The first time I said, I was a stray, was more than a decade ago.
It was after I realized that everything I called home had vanished.
Don’t get me wrong, it was all there, right under my nose. Nothing really disappeared… Not completely though. Nothing big had changed. But a special something was missing.
I could not attach anymore.
Don’t know why. There was no place I could fit in. Not anymore.
It was gone. Forever, obliterated from one day to the other.
I was lost. I lost my way…
Looking back, this was the saddest thing happen to me, I guess. It was killing me.
In my grief about losing home, I started dashing forward, claiming myself a wanderer. I pretended not to be thrown out of my little paradise. I pretended to explore. I pretended to be free to roam endlessly.
That’s what air roots are about.
Not the freedom I chose. That kind of freedom is… a lie. I could be free anywhere, if I’d chose to. Naturally, with all consequences.
The air-root-freedom was just a transient freedom, not needing me to change. Not questioning my motif was leading nowhere. Merely, I was running away.
I told you. It was an excuse… Compensating, not coping.

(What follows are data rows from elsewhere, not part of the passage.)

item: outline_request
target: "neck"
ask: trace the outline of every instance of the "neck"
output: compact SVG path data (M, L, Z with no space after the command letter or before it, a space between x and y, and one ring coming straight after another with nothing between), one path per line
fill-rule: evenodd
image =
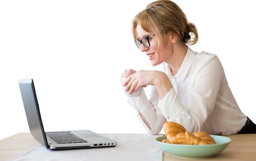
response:
M173 76L176 75L178 72L187 51L187 46L180 46L174 49L170 61L166 62L171 67L171 71Z

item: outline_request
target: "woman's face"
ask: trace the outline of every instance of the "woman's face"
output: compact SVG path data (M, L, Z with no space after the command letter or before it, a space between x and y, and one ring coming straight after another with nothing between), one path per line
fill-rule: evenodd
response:
M137 25L136 30L139 39L154 33L146 32L143 30L139 24ZM149 47L146 48L143 45L141 45L141 51L146 52L146 55L148 57L148 59L152 65L155 66L164 62L167 62L171 59L173 50L173 46L170 39L169 36L166 37L163 40L164 44L165 45L163 48L159 50L158 49L158 42L155 35L149 37L150 42Z

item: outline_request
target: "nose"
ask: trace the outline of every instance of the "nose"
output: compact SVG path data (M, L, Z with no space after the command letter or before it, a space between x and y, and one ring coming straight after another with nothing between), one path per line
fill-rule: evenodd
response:
M146 48L146 47L145 47L143 45L143 44L141 44L141 46L140 47L140 51L141 51L141 52L144 52L144 51L148 50L148 48Z

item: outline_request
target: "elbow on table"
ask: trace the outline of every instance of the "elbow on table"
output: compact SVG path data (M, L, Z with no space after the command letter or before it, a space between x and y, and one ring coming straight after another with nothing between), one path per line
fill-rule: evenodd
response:
M160 133L160 132L161 131L161 130L162 130L162 128L160 129L153 129L152 130L150 130L149 129L147 129L147 131L148 132L148 133L149 134L151 135L155 135L158 134L159 133Z

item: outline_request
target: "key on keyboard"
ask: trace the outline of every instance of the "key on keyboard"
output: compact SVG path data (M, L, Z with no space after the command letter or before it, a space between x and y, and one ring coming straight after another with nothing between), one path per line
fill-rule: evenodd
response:
M69 131L46 133L46 135L58 144L86 143L88 141Z

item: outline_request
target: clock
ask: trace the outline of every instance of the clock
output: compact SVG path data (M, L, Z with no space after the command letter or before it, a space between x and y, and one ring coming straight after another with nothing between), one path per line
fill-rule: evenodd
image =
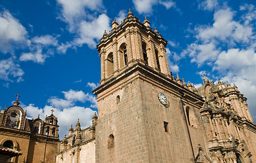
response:
M167 98L165 96L165 94L162 92L158 93L158 99L159 101L164 105L167 105L168 101Z

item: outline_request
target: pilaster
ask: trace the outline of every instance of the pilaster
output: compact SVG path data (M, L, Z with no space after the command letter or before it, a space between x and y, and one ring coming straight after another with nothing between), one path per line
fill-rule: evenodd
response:
M114 62L114 73L117 72L119 70L119 59L118 59L118 54L117 54L117 41L116 39L113 41L112 43L112 48L113 48L113 58Z
M138 29L135 29L135 37L136 37L136 48L137 49L137 53L139 56L139 60L143 60L143 54L142 52L142 41L141 41L141 34Z
M106 77L105 75L105 51L104 50L102 50L100 52L100 77L101 77L101 82L104 82Z
M158 69L157 62L156 62L156 52L155 52L155 46L154 43L153 39L150 35L148 36L148 42L150 44L149 46L150 46L150 56L151 56L152 67L154 69Z
M126 50L127 50L127 57L128 57L128 63L130 63L133 60L132 55L132 40L130 37L130 30L126 30L125 33L125 37L126 39Z

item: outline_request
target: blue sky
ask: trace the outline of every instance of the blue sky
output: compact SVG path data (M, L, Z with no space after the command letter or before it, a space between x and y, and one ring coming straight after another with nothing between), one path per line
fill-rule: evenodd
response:
M203 73L236 84L256 120L256 3L250 0L2 0L0 109L20 94L29 117L54 109L60 137L91 124L100 65L96 45L130 8L167 39L171 71L196 87Z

There was the glorious life of a stray, without attachments. Very tempting, I’d give you that anytime. No one I needed, no one I cared for, no one I was responsible for/to. Swampy sweet ignorance. It always tasted a bit coppery, but as sweet as honey…
But look at it differently:
Did you ever see a true stray?
Not trusting anyone, wandering around aimlessly… Gaunt, hungry and exhausted. Filthy opportunist, if you ask me.
Did you ever see how the life of a stray ends? No? It happens every day, every week, every month, every year. You should observe. I’d tell you honestly, if it wouldn’t make my guts twitch…
It ends in trash.
Between trash…. It’s where strays go to end.
Never belonging anywhere.
Never going to be missed.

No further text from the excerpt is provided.